As a new school term is about to start I’m sure many of you are thinking about packing your children’s school lunchboxes, writes Telethon Kids Institute dietitian Sarah Whalan.
You may be finding that packing your child’s lunchbox is getting more difficult and frustrating due to healthy lunchbox policies being introduced in schools across WA.
A healthy lunchbox is important, as it provides the fuel for your child to get through their day of learning and play.
Lunchboxes should contain about one-third of a child’s food for the day. A lunchbox full of high-sugar products can have an impact on a child’s learning capacity inside the classroom.
The perfect school lunchbox has each of the five main food groups: vegetables, fruit, breads and cereals, dairy and proteins.
What does this actually look like? Your healthy lunchbox may be made up of a wholemeal chicken wrap, an apple, carrot and cucumber sticks, a small tub of low-fat yoghurt, and a water bottle.
A frozen water bottle or ice bricks can be used to help keep food cool.
In WA, many primary schools follow the ‘traffic light’ policy, which categorises food and drinks as green (good sources of nutrients, less saturated fat and/or added sugar and/or salt, help avoid an excess intake of energy), amber (some nutritional value, moderate levels of saturated fat and/or added sugar and/or salt and can, in large serves, contribute excess energy), or red (lacking adequate nutritional value, high in saturated fat and/or added sugar and/or salt, can contribute excess energy).
Simple swaps can be made to school lunchboxes to fit traffic light criteria:
– Swap fruit box for plain water
– Swap muesli bars for a piece of fruit
– Swap sweetened, flavoured yoghurt for plain yoghurt with fresh fruit.
The healthy lunchbox website developed by Cancer Council NSW in partnership with OUTRUN Cancer has lots of great information and pictures of healthy lunchboxes.

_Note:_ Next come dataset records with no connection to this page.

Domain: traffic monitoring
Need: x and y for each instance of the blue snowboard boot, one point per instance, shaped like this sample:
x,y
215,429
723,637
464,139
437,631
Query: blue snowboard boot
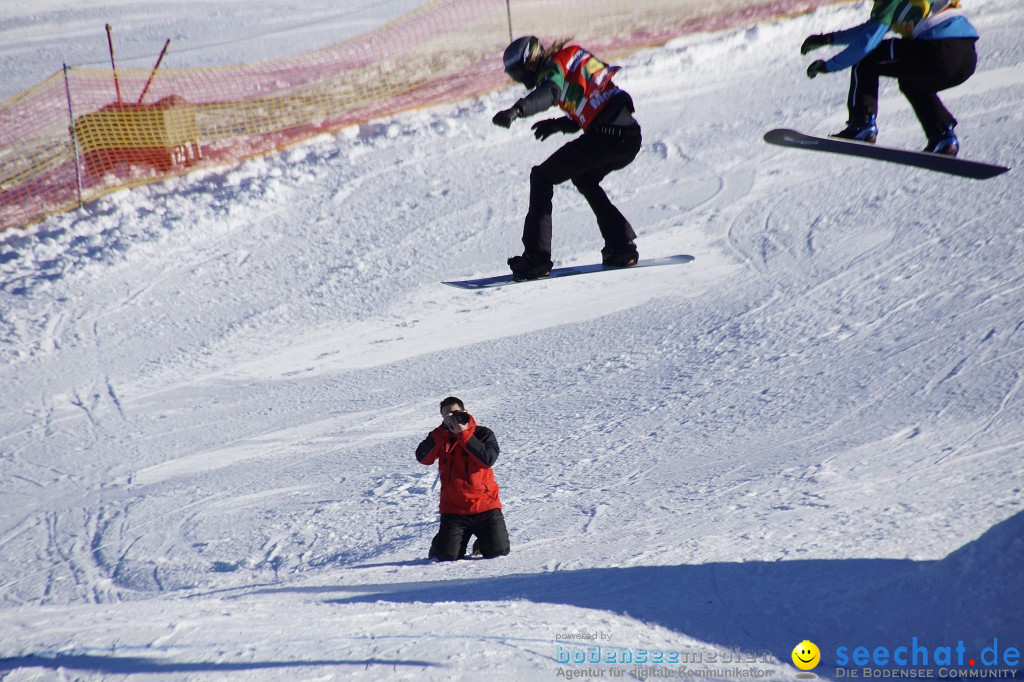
x,y
944,141
864,130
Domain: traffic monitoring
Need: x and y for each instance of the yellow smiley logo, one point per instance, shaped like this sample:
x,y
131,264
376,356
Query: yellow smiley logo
x,y
806,655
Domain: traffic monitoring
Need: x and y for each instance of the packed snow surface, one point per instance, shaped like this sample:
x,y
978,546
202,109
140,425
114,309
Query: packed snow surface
x,y
211,388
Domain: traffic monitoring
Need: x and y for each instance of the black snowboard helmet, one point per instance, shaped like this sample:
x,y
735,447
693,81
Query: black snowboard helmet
x,y
521,59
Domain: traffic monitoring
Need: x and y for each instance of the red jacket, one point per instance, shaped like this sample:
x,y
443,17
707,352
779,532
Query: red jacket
x,y
584,83
464,460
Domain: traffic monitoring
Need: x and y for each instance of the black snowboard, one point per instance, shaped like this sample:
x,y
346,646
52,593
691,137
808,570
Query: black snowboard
x,y
505,280
935,162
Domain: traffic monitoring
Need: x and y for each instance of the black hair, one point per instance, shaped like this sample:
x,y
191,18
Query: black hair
x,y
453,400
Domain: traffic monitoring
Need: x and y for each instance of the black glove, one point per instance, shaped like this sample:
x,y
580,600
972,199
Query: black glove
x,y
548,127
505,118
816,41
817,67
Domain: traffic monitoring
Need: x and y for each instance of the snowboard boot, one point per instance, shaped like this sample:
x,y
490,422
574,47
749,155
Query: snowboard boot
x,y
623,256
944,141
864,129
529,266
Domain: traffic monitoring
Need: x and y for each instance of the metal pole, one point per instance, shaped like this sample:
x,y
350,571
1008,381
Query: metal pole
x,y
117,83
159,59
74,138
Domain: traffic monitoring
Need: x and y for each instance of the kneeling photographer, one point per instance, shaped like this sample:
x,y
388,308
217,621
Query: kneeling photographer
x,y
465,452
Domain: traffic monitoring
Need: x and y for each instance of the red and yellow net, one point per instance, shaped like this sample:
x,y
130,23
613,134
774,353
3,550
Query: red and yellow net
x,y
71,139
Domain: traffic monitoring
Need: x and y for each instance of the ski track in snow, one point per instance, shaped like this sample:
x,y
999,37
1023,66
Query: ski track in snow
x,y
213,387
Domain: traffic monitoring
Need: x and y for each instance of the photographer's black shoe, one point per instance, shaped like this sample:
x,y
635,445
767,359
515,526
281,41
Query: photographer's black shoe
x,y
529,267
620,256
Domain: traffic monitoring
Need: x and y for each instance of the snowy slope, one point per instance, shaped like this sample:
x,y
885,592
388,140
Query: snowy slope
x,y
212,389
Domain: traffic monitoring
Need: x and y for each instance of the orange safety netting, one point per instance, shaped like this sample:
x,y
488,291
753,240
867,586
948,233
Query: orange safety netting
x,y
70,140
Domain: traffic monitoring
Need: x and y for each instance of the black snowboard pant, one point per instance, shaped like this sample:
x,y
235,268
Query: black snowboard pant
x,y
586,161
456,529
923,68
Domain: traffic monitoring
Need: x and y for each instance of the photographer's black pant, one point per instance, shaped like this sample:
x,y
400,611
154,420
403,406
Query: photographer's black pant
x,y
585,161
923,68
456,529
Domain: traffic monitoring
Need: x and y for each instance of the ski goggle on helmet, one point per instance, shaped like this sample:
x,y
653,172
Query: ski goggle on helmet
x,y
518,54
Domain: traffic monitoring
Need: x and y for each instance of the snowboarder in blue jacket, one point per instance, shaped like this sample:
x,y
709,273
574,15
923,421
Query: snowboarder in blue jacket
x,y
936,52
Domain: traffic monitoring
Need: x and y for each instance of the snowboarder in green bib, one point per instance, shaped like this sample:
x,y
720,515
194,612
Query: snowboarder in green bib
x,y
936,52
581,85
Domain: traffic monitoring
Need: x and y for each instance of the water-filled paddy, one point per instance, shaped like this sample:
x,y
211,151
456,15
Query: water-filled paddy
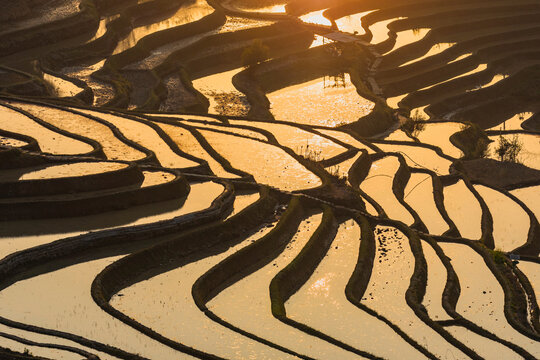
x,y
330,101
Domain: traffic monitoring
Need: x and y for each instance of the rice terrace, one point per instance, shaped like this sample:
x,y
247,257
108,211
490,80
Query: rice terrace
x,y
269,179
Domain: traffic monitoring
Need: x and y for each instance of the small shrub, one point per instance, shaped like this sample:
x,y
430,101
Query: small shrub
x,y
498,256
508,150
255,53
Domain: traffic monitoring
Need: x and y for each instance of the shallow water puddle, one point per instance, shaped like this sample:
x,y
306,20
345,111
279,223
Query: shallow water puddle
x,y
61,87
7,141
72,309
482,298
242,201
407,37
48,140
530,196
378,185
331,101
513,123
438,134
479,68
190,145
419,195
316,17
417,156
346,138
300,141
352,23
274,9
113,148
253,134
532,271
435,285
184,15
321,303
273,166
46,339
75,169
37,351
147,137
223,96
380,31
463,209
341,170
510,222
482,346
434,50
235,23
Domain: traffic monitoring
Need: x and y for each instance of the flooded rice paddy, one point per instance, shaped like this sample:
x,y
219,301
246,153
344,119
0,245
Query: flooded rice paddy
x,y
269,180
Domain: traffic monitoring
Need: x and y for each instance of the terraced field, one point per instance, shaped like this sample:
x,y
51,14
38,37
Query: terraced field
x,y
352,195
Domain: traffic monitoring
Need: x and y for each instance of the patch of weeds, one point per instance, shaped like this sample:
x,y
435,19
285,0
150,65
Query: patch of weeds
x,y
498,256
414,125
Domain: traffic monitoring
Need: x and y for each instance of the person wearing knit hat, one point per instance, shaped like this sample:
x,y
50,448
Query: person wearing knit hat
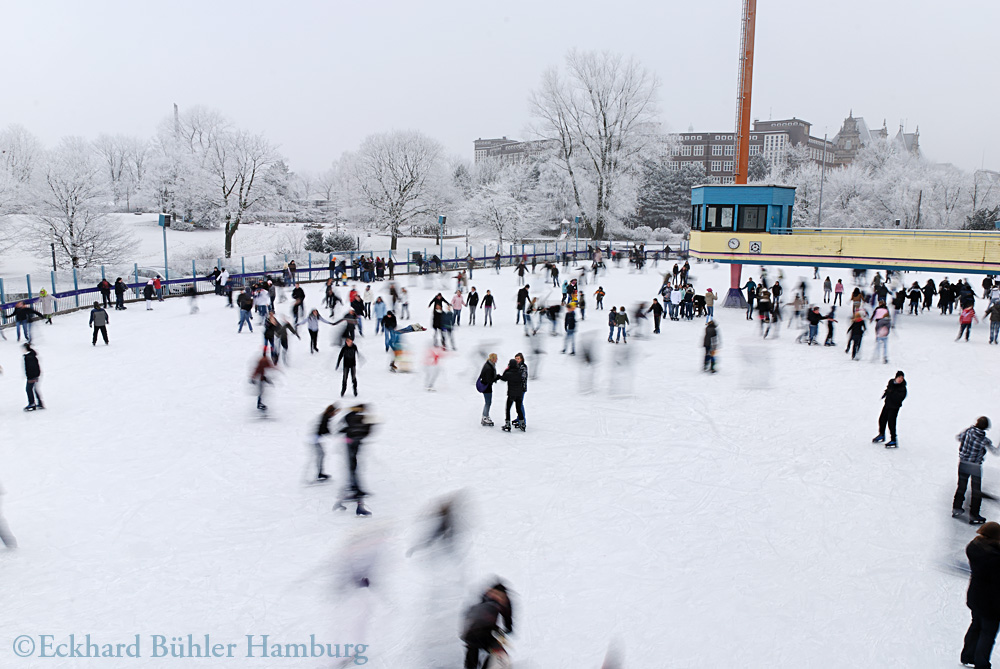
x,y
983,597
973,444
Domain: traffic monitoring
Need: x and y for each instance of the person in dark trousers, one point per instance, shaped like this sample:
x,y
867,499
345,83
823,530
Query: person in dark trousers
x,y
481,624
349,356
259,378
657,312
569,324
973,444
983,596
245,303
105,287
711,344
22,320
472,302
120,289
322,430
355,428
487,377
895,393
32,372
516,378
147,294
488,306
99,319
522,302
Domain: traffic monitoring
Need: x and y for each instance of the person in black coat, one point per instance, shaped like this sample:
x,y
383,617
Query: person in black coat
x,y
120,288
32,372
516,377
472,302
349,356
657,312
895,393
983,597
481,623
487,377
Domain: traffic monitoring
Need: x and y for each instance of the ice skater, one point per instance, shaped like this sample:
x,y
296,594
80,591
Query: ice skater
x,y
482,630
973,444
322,430
983,597
99,319
259,378
895,393
349,356
356,427
484,384
32,372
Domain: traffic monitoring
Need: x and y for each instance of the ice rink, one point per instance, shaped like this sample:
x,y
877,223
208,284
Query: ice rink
x,y
692,520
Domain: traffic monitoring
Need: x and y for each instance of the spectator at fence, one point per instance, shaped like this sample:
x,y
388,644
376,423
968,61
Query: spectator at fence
x,y
147,293
105,287
48,303
99,319
22,320
120,289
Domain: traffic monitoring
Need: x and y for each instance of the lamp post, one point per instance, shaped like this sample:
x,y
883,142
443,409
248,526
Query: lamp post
x,y
822,178
441,220
163,224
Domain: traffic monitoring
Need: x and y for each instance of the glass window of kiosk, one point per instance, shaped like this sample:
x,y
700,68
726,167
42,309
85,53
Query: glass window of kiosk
x,y
696,217
719,217
752,219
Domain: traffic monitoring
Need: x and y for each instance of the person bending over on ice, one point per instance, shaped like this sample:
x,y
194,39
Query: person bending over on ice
x,y
481,624
895,393
973,444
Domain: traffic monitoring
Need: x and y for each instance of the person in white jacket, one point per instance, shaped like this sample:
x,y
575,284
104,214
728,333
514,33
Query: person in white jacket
x,y
368,298
457,302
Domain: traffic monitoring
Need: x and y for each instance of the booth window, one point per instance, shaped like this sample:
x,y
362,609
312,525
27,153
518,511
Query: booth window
x,y
696,217
719,217
752,219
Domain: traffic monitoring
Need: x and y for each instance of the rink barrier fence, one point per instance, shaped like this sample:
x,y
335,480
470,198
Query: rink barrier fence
x,y
68,301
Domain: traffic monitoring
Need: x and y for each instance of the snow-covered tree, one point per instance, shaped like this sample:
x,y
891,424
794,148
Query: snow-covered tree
x,y
396,178
70,209
600,117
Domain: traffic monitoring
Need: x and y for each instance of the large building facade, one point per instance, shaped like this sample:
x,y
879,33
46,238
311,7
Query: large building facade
x,y
715,152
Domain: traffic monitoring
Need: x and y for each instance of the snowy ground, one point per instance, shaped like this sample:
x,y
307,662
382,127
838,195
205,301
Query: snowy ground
x,y
741,519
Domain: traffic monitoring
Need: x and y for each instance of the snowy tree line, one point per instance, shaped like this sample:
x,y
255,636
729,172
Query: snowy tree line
x,y
604,159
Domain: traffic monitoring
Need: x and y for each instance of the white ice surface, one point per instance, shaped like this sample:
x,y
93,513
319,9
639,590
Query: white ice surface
x,y
692,520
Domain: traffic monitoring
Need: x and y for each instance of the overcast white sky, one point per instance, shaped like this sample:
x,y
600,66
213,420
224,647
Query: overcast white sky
x,y
317,77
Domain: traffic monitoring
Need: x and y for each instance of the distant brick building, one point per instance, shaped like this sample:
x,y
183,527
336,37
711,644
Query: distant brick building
x,y
716,151
855,134
508,149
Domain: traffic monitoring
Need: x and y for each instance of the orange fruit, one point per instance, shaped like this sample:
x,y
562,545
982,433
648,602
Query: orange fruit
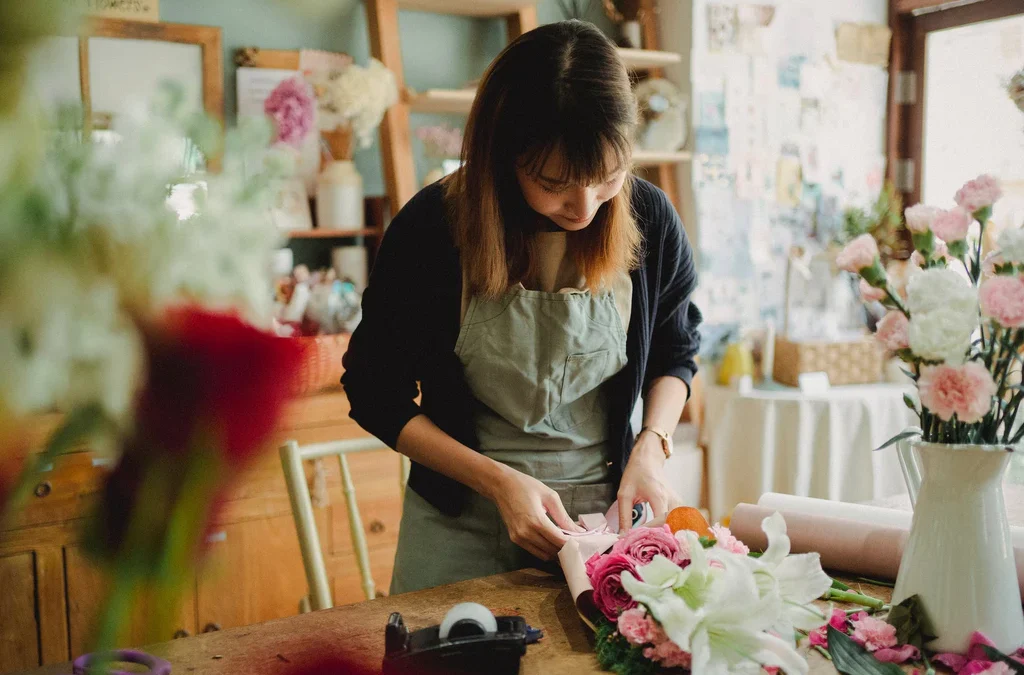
x,y
687,517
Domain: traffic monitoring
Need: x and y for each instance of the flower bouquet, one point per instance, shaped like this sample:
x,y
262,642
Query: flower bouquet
x,y
144,328
960,329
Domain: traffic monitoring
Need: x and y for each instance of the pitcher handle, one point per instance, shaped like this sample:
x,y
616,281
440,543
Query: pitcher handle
x,y
911,471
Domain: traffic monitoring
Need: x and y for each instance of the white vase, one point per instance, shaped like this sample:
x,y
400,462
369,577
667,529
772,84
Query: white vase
x,y
339,197
958,557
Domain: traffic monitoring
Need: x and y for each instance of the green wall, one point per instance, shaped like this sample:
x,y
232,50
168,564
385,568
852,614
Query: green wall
x,y
438,50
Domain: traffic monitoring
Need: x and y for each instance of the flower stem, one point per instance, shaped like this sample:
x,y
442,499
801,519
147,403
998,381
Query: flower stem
x,y
855,598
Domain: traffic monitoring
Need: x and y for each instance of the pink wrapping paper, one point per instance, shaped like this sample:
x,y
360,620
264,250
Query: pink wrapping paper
x,y
846,545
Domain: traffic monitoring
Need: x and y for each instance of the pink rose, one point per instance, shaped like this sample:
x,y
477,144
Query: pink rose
x,y
873,634
858,254
870,294
636,626
724,539
609,596
1003,299
963,390
819,636
951,225
978,194
919,217
642,544
893,331
291,107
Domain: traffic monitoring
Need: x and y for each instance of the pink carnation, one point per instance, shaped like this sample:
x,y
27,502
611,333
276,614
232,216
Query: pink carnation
x,y
819,636
858,254
963,390
893,331
1003,299
951,225
609,596
636,626
919,217
940,252
870,294
976,195
873,634
724,539
291,108
642,544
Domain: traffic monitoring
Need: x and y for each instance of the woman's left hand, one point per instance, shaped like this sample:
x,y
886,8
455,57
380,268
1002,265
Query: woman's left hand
x,y
643,481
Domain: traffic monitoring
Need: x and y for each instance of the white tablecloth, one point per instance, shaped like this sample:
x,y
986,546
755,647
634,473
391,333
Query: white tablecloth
x,y
812,446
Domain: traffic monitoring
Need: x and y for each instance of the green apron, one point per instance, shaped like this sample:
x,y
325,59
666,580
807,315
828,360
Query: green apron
x,y
536,363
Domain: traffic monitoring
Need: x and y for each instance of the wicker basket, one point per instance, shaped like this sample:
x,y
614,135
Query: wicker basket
x,y
322,363
859,362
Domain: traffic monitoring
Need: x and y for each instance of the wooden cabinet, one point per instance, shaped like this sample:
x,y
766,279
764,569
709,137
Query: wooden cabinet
x,y
52,593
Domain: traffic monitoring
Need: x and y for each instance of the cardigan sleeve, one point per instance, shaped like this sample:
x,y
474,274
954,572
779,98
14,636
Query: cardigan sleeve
x,y
675,340
382,362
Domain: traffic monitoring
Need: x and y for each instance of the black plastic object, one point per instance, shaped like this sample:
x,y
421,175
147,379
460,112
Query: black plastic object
x,y
468,648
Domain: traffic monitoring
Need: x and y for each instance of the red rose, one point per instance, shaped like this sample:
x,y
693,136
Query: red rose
x,y
609,596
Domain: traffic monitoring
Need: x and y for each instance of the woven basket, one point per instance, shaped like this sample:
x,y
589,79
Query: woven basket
x,y
321,364
859,362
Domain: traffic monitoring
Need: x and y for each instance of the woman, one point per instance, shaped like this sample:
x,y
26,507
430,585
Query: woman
x,y
535,296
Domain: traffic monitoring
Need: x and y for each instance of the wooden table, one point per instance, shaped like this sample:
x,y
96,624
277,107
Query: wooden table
x,y
281,646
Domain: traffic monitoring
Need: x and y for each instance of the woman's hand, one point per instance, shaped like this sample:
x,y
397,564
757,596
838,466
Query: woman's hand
x,y
642,481
525,505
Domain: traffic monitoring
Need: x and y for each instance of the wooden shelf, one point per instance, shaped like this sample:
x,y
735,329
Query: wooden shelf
x,y
648,158
639,59
442,100
332,234
467,7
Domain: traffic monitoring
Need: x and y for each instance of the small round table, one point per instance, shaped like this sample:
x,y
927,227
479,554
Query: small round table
x,y
776,438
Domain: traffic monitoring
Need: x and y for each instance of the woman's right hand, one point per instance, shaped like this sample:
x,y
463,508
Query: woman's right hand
x,y
525,505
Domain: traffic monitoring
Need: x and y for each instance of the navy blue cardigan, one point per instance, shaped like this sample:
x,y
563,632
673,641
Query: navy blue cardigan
x,y
411,322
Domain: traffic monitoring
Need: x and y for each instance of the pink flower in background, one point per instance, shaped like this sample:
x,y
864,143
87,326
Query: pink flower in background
x,y
919,217
636,626
858,254
893,331
976,195
1003,299
819,636
872,634
724,539
870,294
609,596
291,107
941,252
963,390
642,544
952,225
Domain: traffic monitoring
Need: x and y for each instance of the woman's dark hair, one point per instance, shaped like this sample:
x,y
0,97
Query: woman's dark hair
x,y
559,88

THE Origins Project, a collaboration led by Telethon Kids Institute and the Joondalup Health Campus, is a long-term study into the health and development of 10,000 children born at the Joondalup Health Campus over the next few years. In this regular series, we feature an Origins researcher explaining the project’s research or health issues that matter to parents and families. This week’s columnist is dietitian Sarah Whalan, of the Telethon Kids Institute.